Plasmachemical hydrogen production from hydrocarbons and water could present a promising bionic process.
"Hydrogen energy passed two stages of development: the first "economic" stage when the catastrophe due to depletion of world power resources (oil, gas) was considered to be real and the second "ecological" stage when it became clear that the use of conventional fuels in electricity production, transport, chemistry, and metallurgy leads to irreversible catastrophic consequences (acid rains, green-house effect, ozone deficiency, etc.). The understanding of the second problem resulted to the merging and interpenetrating of two directions in the research activity of the Institute and allowed to define today the main tasks of hydrogen energy and plasma technologies and bring the ecology into focus."
"The large-scale production of cheap hydrogen is one of the basic tasks of the present-day ecology (and development of hydrogen energy). The analysis shows that for Russia it is necessary to increase hydrogen production gradually to bring it to 20-23 million t/y within 4-5 years. This first stage should be characterized by the efficient use of hydrogen in transport, metallurgy, oil chemistry, etc. However, as early as the first decades of the new millenium the hydrogen output should be brought to 60-65 million t/y and the wide use of hydrogen should be simultaneously provided in all industries. The next stage, a wide-scale use of hydrogen as a basic, ecologically safe fuel, requires a hydrogen output of 200 million t/y. It is necessary to mentioned that since hydrogen is a secondary energy carrier, hydrogen energy should rely on primary energy sources: enhanced-safety nuclear power, solar, wind, tide energy, etc."
"Plasmochemical and electrochemical production of hydrogen from water is the basic highly promising and universal processes. The plasmochemical method can be used to produce both hydrogen from natural gas (methane) and in the course of its cleaning from sulfuric impurities, such as H2S. As the investigations show, the power consumption, in these two plasmochemical processes is 1 kWh/m3H2 to be economically acceptable for large-scale production of hydrogen. For comparison, the most efficient contemporary plasmochemical nonequilibrium and electrochemical systems for production of hydrogen from water consume as a rule 4 kWh/m3H2. The further reduction in the power consumption for hydrogen production remains a most fundamental task.

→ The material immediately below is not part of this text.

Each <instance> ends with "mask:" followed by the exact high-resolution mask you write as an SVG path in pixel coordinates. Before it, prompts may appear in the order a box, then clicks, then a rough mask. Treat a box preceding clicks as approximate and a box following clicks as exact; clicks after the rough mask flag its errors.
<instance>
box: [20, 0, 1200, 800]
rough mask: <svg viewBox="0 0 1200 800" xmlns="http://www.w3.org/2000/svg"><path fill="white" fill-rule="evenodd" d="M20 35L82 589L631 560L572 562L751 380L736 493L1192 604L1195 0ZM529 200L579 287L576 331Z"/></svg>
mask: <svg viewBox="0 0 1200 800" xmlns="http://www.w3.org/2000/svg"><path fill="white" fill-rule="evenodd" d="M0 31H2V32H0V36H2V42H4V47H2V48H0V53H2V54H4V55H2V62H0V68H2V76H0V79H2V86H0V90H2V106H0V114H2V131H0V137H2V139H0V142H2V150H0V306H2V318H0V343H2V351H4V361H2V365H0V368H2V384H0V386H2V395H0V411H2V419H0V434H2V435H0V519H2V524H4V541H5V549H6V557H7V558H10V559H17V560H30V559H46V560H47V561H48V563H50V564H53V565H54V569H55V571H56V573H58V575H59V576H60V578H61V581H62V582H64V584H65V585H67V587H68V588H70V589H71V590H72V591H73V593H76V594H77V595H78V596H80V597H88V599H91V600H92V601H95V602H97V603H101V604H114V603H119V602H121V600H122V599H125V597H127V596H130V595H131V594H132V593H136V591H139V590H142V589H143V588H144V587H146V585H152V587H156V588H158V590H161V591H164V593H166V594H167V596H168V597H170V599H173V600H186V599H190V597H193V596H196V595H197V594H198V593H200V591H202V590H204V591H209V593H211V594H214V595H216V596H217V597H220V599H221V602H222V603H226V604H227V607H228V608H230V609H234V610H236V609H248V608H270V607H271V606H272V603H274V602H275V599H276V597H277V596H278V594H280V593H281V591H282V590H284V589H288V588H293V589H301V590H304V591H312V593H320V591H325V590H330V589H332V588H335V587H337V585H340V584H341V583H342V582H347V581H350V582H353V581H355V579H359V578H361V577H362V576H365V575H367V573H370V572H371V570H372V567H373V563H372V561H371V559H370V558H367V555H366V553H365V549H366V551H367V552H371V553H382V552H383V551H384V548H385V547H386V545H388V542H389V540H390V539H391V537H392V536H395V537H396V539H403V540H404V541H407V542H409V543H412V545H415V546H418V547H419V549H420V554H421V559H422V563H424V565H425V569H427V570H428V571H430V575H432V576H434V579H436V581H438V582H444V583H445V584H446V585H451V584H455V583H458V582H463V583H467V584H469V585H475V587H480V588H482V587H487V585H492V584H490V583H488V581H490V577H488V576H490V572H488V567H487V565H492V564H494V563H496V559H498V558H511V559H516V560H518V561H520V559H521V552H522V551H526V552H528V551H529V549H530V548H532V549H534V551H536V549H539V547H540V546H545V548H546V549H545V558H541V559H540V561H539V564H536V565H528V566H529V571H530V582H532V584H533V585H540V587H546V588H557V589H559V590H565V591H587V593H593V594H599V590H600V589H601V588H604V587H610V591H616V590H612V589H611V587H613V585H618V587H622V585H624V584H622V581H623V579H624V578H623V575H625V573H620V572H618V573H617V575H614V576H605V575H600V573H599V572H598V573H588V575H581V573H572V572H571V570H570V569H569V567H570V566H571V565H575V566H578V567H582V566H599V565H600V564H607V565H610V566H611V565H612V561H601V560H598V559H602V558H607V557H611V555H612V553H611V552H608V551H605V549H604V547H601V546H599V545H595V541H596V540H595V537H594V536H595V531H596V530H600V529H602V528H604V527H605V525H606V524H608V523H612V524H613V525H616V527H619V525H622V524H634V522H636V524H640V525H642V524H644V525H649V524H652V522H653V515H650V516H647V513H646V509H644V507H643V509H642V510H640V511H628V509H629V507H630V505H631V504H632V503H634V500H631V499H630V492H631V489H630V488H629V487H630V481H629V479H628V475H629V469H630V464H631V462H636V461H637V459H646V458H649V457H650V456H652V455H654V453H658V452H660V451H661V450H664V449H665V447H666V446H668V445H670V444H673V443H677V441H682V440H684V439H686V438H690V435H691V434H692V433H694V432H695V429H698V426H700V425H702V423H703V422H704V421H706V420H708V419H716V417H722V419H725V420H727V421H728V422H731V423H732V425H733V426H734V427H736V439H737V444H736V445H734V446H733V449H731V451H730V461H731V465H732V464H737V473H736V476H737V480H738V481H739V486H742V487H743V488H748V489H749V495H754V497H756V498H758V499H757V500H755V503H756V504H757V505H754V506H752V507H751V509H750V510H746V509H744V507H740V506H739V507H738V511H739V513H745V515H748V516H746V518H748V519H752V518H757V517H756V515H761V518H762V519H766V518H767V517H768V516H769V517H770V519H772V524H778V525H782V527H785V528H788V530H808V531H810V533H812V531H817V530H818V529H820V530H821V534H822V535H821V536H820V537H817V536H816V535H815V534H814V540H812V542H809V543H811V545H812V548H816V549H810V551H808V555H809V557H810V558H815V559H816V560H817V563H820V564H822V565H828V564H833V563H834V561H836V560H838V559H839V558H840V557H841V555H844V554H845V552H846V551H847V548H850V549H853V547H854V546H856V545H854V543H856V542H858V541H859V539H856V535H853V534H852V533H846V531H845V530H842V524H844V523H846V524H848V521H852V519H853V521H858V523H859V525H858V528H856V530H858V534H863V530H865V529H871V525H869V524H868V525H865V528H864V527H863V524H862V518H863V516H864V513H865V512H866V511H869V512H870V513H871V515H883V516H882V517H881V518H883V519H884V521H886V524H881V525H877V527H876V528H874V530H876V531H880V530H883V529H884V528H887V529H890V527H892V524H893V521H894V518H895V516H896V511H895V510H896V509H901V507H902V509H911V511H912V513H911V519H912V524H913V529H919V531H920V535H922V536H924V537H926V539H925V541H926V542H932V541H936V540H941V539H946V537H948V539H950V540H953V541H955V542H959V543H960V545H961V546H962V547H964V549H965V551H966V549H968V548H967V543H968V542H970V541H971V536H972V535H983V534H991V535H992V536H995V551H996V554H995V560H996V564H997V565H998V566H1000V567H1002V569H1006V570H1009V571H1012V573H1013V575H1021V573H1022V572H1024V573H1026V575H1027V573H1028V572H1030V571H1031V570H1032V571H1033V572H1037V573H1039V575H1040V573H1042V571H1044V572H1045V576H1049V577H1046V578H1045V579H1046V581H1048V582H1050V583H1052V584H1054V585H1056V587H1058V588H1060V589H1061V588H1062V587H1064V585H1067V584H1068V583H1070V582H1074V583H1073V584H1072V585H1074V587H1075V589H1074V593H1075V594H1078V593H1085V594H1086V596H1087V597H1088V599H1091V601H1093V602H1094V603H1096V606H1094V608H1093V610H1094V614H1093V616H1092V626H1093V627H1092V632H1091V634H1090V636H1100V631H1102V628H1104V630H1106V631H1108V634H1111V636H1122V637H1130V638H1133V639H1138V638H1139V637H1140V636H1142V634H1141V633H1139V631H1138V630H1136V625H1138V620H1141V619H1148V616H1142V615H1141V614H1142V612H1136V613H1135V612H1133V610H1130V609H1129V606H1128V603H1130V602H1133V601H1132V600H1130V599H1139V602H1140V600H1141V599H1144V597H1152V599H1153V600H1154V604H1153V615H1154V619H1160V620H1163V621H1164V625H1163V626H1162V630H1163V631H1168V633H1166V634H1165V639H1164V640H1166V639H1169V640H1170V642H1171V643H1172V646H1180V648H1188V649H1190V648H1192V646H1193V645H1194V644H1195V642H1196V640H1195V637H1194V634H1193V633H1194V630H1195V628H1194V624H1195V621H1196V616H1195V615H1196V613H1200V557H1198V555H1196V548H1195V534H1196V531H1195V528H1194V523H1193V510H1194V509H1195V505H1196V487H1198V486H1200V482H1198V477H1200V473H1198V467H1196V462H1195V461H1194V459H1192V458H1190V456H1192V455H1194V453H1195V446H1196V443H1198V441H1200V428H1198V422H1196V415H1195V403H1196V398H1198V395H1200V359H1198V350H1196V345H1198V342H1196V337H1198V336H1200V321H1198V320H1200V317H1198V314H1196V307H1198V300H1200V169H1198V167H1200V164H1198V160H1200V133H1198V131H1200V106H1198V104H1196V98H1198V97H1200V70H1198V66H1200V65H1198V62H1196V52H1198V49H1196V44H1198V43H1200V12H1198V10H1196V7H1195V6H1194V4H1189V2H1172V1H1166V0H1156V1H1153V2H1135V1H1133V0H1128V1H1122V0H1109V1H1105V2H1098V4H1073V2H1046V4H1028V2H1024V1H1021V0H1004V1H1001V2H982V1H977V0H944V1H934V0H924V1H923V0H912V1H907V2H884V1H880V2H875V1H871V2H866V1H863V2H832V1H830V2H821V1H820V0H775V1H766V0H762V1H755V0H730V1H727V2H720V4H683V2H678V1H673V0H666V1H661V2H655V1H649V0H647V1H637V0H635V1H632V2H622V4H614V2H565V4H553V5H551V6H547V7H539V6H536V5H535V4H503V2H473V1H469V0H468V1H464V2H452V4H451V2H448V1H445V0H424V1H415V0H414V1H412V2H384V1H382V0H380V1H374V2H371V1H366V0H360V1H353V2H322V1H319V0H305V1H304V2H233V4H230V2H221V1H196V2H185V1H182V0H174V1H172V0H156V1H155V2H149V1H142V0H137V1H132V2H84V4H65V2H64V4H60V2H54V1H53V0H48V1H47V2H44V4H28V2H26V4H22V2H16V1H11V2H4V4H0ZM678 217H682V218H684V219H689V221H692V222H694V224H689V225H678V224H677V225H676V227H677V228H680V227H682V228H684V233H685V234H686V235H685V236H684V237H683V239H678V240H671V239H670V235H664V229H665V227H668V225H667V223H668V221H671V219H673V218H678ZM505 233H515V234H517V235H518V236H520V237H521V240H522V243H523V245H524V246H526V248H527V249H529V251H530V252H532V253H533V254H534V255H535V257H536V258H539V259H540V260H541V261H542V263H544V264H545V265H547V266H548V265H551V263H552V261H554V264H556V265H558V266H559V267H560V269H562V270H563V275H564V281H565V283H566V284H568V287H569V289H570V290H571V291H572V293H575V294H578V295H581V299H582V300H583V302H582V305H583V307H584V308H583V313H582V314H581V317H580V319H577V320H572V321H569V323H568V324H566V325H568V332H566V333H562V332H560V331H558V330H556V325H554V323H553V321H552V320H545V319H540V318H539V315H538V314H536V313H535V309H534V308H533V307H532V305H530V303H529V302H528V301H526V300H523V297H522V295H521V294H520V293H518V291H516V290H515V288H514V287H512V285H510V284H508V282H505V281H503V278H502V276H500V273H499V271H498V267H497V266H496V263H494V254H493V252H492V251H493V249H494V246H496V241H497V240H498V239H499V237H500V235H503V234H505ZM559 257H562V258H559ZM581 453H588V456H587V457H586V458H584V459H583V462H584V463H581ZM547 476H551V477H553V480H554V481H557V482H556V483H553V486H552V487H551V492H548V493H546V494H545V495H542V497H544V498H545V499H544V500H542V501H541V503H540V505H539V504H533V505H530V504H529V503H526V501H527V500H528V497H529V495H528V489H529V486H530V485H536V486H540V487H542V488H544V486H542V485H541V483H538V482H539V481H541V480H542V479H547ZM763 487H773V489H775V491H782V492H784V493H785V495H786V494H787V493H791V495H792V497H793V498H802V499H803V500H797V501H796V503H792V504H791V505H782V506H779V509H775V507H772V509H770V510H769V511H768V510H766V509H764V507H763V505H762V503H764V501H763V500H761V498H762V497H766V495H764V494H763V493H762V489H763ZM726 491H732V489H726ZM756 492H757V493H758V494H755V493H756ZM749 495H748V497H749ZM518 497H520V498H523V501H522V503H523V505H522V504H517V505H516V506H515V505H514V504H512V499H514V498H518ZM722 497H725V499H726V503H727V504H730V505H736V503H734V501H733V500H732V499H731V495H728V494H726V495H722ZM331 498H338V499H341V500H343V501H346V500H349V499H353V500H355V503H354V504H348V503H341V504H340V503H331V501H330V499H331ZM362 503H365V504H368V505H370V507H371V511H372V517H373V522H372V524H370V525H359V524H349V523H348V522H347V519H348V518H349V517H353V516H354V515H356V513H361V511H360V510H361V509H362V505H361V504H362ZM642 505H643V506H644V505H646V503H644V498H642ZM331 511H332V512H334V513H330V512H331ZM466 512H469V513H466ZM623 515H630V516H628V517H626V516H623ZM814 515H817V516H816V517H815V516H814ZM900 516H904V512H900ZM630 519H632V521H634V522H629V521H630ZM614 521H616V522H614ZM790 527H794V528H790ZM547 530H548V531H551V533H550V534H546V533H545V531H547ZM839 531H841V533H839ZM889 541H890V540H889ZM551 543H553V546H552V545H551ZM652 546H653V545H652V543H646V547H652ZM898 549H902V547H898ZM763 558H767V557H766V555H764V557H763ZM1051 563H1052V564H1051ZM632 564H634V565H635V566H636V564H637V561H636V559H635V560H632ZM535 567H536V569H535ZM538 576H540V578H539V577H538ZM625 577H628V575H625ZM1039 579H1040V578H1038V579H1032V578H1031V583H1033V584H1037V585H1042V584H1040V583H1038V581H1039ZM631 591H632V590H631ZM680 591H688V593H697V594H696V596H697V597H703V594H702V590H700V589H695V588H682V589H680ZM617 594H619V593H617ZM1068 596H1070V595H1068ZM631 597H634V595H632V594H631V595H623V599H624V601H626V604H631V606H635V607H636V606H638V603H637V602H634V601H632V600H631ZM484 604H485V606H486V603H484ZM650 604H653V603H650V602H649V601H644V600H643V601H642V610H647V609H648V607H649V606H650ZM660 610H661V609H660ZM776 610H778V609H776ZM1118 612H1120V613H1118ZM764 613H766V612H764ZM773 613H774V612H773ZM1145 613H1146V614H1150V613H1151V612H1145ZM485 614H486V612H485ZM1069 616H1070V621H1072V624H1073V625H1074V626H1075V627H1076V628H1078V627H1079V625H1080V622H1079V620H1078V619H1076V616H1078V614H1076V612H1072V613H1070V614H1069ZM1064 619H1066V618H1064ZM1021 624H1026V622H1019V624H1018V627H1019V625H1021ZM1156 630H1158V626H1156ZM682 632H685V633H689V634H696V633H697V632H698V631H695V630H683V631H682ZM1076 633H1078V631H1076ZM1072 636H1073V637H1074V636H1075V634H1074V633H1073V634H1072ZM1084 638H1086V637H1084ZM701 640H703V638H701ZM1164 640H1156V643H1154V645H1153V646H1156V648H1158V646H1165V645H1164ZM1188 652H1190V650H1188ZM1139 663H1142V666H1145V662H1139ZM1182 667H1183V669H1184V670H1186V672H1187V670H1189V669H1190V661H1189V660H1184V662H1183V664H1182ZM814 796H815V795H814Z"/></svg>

This problem calls for a wide range of various research works, including basic ones, to be performed."
And Jules Verne wrote in 'The Mysterious Island' in 1870:
"And what will they burn instead of coal?" "Water", replied Harding. "Water!" cried Pencroft, "Water as fuel for steamers and engines! Water to heat water!" "Yes, but water decomposed into its primitive elements", replied Cyrus Harding, "and decomposed doubtless, by electricity, which will then have become a powerful and manageable force, for all great discoveries, by some inexplicable laws, appear to agree and become complete at the same time. Yes, my friends, I believe that water will one day be employed as fuel, that hydrogen and oxygen which constitute it, used singly or together, will furnish an inexhaustible source of heat and light, of an intensity of which coal is not capable. Some day the coalrooms of steamers and the tenders of locomotives will, instead of coal, be stored with these two condensed gases, which will burn in the furnaces with enormous calorific power. There is, therefore, nothing to fear. As long as the earth is inhabited it will supply the wants of its inhabitants, and there will be no want of either light or heat as long as the productions of the vegetable, mineral or animal kingdoms do not fail us. I believe, then, that when the deposits of coal are exhausted we shall heat and warm ourselves with water. Water will be the coal of the future."